Ia tertawa-tawa ketika saya kebingungan dengan silsilah pertemannannya. “Intinya temen jauh banget,” rangkumnya.

Saya menemuinya di sebuah kos-kosan pada area Seturan, Yogyakarta. Kos-kosan itulah markas besar dan pusat aktivitas bisnisnya berlangsung. Ia sedang menyantai dengan sepupunya kala itu, pun sedang bersiap melakukan turnamen PES ketika akhirnya saya datang.

“Nah, partnerku itu dipecat dari kantornya bekerja. Kantornya itu ya penyuplai alat-alat kesehatan ke rumah sakit. Nah, partnerku itu yang bertugas menjalin relasi dengan banyak rumah sakit. Ketika dia dipecat, dia curhat ke aku. Iseng, dia nawari aku buat modalin dia biar bisa nyuplai ke rumah sakit. Akhirnya dari obrolan iseng itu malah jadi serius.”

Andri akhirnya berhenti kerja dan serius dengan bisnis menyuplai alat kesehatan ke rumah sakit. “Partnerku punya relasi. Aku punya uang. Konsepnya sederhana. Kalau rumah sakit butuh barang apa, partnerku bakal minta uang ke aku. Aku transfer dia, terus dia belanja, terus dia kasih barang itu ke rumah sakit. Barangnya itu macam-macam, mulai dari infus, masker, sarung tangan, jarum. Pokoknya apa yang dibutuhkan rumah sakit, pasti kami sediakan. Nanti rumah sakit melakukan pembayaran ke kami secara tempo sebulan sekali.”

Sejauh ini, ada dua rumah sakit yang rutin melakukan pengadaan barang melalui jasa Andri dan partnernya. “Sekarang yang rutin dua. Beberapa bulan lalu sempat ada empat, tetapi yang dua sudah tidak pernah order lagi semenjak Januari. Akhirnya hanya ada dua.”

Andri mengatakan tantangan terbesar dalam bisnisnya adalah mencari rumah sakit yang mau menggunakan jasanya. “Presentasi ke rumah sakit itu adalah kunci utamanya. Sayangnya selama pandemi, banyak rumah sakit yang tidak menerima presentasi secara langsung, sementara partnerku nggak bisa kalau nggak presentasi langsung. Bagi dia, lebih mudah meyakinkan orang jika presentasi langsung tatap muka dan bukannya melalui WhatsApp atau semacamnya.”

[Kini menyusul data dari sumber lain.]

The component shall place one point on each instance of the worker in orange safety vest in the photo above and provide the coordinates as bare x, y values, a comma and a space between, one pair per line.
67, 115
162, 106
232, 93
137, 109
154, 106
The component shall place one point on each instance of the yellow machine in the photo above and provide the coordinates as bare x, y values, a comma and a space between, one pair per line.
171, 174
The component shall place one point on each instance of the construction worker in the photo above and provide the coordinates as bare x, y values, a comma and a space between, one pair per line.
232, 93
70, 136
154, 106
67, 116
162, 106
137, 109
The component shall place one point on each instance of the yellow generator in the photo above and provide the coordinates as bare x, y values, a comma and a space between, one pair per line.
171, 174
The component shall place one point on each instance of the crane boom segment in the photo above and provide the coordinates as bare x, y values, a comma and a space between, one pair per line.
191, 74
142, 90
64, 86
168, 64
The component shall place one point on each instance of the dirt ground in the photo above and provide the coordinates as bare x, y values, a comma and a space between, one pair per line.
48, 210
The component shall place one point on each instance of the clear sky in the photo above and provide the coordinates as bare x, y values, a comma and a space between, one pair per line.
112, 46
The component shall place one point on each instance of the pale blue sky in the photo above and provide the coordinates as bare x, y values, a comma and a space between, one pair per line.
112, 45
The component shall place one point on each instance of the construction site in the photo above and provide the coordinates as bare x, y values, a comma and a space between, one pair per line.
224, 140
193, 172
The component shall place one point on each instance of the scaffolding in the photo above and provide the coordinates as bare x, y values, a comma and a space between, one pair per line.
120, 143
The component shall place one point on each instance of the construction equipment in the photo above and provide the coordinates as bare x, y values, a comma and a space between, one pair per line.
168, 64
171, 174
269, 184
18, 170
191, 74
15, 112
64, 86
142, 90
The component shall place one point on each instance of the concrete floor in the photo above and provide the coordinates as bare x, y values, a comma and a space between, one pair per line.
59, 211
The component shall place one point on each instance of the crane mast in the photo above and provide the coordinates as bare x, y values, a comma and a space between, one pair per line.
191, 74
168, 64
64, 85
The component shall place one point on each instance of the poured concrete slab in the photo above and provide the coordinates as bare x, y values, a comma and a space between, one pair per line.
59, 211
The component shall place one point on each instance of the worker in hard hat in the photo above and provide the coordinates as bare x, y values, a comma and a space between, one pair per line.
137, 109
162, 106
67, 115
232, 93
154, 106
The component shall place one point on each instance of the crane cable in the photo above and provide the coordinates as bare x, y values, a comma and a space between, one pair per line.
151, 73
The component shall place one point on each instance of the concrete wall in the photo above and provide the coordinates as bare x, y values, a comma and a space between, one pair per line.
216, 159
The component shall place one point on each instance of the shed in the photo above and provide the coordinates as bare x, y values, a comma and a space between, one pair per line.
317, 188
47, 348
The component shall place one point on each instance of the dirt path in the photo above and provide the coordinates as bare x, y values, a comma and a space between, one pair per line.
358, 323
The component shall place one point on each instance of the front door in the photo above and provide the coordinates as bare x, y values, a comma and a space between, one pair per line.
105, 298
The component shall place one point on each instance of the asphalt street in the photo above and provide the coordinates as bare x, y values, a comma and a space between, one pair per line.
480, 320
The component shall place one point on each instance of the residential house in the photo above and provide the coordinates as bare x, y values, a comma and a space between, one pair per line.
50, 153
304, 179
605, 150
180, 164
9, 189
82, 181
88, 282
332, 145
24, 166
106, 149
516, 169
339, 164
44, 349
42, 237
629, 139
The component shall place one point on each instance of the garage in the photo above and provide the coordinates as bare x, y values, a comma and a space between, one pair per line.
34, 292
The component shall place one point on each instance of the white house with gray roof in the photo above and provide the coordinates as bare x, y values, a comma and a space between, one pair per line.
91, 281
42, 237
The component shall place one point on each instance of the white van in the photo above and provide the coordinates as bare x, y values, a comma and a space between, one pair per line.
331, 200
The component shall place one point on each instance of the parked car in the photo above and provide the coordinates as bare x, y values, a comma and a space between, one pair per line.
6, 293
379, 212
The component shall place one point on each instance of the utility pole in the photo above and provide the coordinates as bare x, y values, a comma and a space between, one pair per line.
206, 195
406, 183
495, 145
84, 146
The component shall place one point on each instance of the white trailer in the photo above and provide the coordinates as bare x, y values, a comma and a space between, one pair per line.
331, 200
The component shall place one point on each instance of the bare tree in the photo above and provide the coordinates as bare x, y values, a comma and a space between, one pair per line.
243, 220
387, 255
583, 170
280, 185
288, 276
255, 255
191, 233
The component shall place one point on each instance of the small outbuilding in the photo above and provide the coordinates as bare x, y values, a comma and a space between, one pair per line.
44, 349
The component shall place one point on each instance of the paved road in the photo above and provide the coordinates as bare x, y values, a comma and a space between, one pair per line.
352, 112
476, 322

Mendapatkan rumah sakit yang akan menggunakan jasanya adalah satu hal, sementara mempertahankan keberlangsungan relasi dengan rumah sakit adalah hal lainnya. “Semua tergantung bagian pengadaan barang dari rumah sakit tersebut. Makanya, memberi ‘hadiah’ ke orang yang berwenang di bagian pengadaan barang adalah kewajiban untuk dilakukan agar orderan terus datang.”

Dengan konsep seperti itu, pendapatan bisnis Andri pernah menyentuh angka lima puluh juta rupiah per bulan. “Paling gede sempet dapet lima puluh juta. Tetapi ya itu, setelah dua rumah sakit berhenti order, pendapatan menurun derastis.”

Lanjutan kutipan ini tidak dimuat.